Guzenko O.B., Katulev A.N., Kolonskov A.A., Khramichev A.A. Detecting a dynamic object on a complex background from a low-contrast point image on an optoelectronic device [in Russian] // Opticheskii Zhurnal. 2014. V. 81. № 11. P. 51–61.
O. B. Guzenko, A. N. Katulev, A. A. Kolonskov, and A. A. Khramichev, "Detecting a dynamic object on a complex background from a low-contrast point image on an optoelectronic device," Journal of Optical Technology. 81(11), 656-664 (2014). https://doi.org/10.1364/JOT.81.000656
This paper proposes a method of detecting dynamic objects on an image from an optoelectronic device when there is a complex background formed by dense cumulus and altocumulus clouds. The image of the object is a small (point), low-contrast image.

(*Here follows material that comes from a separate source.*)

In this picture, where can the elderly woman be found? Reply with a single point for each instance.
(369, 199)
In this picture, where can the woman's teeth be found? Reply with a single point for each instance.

The fractal-correlation method is based on the use of a sample in the form of the ratio of the likelihood functions of close-by alternative situations of the type “only a complex background is observed in the viewing zone of the optoelectronic device” or “a dynamic object on a complex background is observed in the viewing zone of the optoelectronic device.” An algorithm is constructed for detecting a dynamic object as a binary accumulator, using the local, most powerful criterion. The critical limit for making a decision is determined according to the Neyman–Pearson lemma for the allowable false-detection probability of a dynamic object. Modelling is used to establish the high effectiveness of the method.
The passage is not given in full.